Big Data


We live in a new age. In age of information, new technologies, progress. Technological progress is also related to progress on communication level. New devices, social sites, these allow us to be in touch with others, to download, gather, exchange, send and so on...


We get to the age where everything is flooded by information and everyone is storing them. Every human who uses technologies, leaves behind tracks of data and these data are stored somewhere. Every human and every company have their data stored somewhere and bigger company  means more data to store.

The problem is, when we have a lot of data and they are all of different kind. Company has this data stored somewhere, but when they want to use them, they don´t know what and how to do it.

It means, that company has a “Big Data” problem and needs to figure out, how to gather information from all off these data.



Big Data

Big Data are these type of data, which can’t be processed and analyzed with traditional processes or tools in reasonable time. Big Data are mainly defined by three basic characteristics:


Volume – how many data do we have


Velocity – how fast we are able to process this data


Variety – what kind of data do  we have


Even if size is important in this definition, it’s not only decisive factor. Other factors are format and structure of these data and at which time period we are able to analyze them. Most of the data are in unstructured form or different format and they are usually stored at many different places, so companies have to solve not only „analyzing“ this data to gather correct and usefull information, but also how and where they will stored them. 

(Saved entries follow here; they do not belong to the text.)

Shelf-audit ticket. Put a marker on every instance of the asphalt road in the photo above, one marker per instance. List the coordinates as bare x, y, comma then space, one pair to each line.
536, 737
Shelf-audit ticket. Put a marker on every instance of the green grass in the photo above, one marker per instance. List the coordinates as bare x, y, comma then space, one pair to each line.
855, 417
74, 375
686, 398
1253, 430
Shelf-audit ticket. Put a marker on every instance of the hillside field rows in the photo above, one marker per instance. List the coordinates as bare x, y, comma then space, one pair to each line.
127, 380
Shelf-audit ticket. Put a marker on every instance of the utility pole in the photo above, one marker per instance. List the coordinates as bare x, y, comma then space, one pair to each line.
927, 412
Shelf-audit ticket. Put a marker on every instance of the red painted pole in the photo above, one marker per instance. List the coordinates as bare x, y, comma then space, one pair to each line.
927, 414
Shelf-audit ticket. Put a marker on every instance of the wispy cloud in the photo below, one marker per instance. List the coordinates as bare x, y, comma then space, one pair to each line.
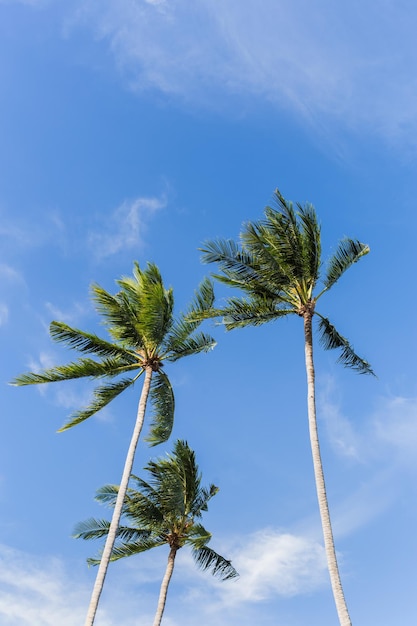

Streamlined Data Architecture 

Our company, at this time, is co-operating with 2 technological leaders for storing and analyzing Big Data, these platforms are:

Hadoop - platform based on an open-source software framework used for distributed storage and processing of dataset of unstructured big data using the MapReduce programming model.

Vertica - is the cluster-, column-oriented platform, which was designed to manage large, fast-growing volumes of data and provide very fast query performance when used for data warehouses and other query-intensive applications.